The Ape Who Guards the Balance - Elizabeth Peters [85]
“Stop that,” I said irritably.
“Yes, Mother.”
“You made me forget what I was going to ask next.”
“I beg your pardon, Mother.”
“I know what I was going to ask next,” said Nefret. “It is a simple question, and vitally important. What do these people want?”
“Us,” Ramses said. “Both of us, or they would have left the one they didn’t want dead in the temple.”
“That’s too simple,” Nefret snapped. “Abduction isn’t an end in itself, it is a means to an end. If you hadn’t got away, we would have received a demand for—what? Money? The papyrus? Or . . . something else?”
“Wait a minute,” Cyrus ejaculated, tugging at his goatee. “You’re getting ahead of me here. What papyrus?”
“The children picked it up in Cairo,” I explained. “From a dealer—the same fellow who turned up in the Nile a few days ago, mangled by what appeared to have been a crocodile.”
“But, Amelia,” Cyrus began.
“Yes, I know. There are no crocodiles in Luxor. I will explain it all to you later, Cyrus. Someone does seem to want the papyrus back. Do you think that was the motive behind the boys’ little misadventure, Nefret?”
“There is another possibility.”
“Well? It is getting late and—”
“I will be brief,” said Nefret. There was a note in her voice I did not like at all. “Let us suppose that the attack on Aunt Amelia in London and our subsequent encounters with Yussuf Mahmud are connected. If one person is behind all of them, that person must be the Master Criminal himself. All the clues lead back to him—the typewritten message, the possibility that the papyrus came from his private collection, even the fact that someone has discovered that Ali the Rat is Ramses. That is a tenuous lead, I admit, but Sethos is one of the few people who knows you found his private laboratory, and if, as I strongly suspect, he has been in touch with you since, he is probably familiar with our habits. Your turn, Aunt Amelia. It is time you told us everything you know about that man. And I mean everything!”
Goodness, but the child had a stare almost as forbidding as that of Emerson at his best! I daresay I could have stared her down, but I could not deny the justice of her charge.
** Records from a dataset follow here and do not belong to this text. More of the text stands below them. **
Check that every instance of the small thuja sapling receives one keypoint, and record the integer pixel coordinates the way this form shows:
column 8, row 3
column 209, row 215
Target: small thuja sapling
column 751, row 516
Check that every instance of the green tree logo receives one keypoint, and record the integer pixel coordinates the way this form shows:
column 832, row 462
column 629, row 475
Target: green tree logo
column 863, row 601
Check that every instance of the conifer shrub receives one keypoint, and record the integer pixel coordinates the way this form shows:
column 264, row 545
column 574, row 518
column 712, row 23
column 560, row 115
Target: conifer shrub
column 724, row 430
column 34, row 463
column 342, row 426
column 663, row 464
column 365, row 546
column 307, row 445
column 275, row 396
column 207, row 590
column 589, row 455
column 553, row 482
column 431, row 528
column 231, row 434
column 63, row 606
“You are correct,” I said. “We have encountered Sethos since, and I . . . Oh dear. There is no doubt that he knows a good deal more about all of us, including Ramses, than he ought.”
•
Eight
•
Our discussion ended at that point, for Ramses’s face had turned an unpleasant shade of grayish-green, and Nefret bundled him off to bed. He went protesting, if feebly, so I assured him we would not continue without him.
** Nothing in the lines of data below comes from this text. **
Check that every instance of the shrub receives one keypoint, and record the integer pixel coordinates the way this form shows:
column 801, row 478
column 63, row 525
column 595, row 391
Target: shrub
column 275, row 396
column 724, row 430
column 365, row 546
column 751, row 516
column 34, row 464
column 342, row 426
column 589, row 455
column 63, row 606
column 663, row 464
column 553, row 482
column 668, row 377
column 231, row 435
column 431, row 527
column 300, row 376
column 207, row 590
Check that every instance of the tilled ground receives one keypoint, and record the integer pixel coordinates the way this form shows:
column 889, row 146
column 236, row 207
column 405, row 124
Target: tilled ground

“I need to collect my thoughts,” I explained. “And arrange them in a logical sequence. I do not believe I am capable of doing so at this time.”
“Small wonder,” said Emerson. “It has been a trying evening for you, my dear. Off to bed with you too. We will continue tomorrow morning.”
Katherine cleared her throat. “Amelia, would you think me rude if I asked whether Cyrus and I might join you? Curiosity killed the cat, you know. You would not want my death on your conscience.”
At that moment I would have agreed to anything in order to be left alone—to collect my thoughts, as I have said. Brief reflection assured me that affection as well as curiosity had prompted her request, and that no one could assist us better than these dear friends. Cyrus knew more of our extraordinary history than most people, and his wife’s cynical intelligence had served me well in the past. Recollecting that the following day was Friday, the Moslem holy day, when we breakfasted later and more leisurely than on workdays, I invited them to join us for that meal.
My dear Emerson tucked me into bed as tenderly as a woman might have done, and Fatima insisted on my drinking a glass of warm milk flavored with cardamom, to help me sleep.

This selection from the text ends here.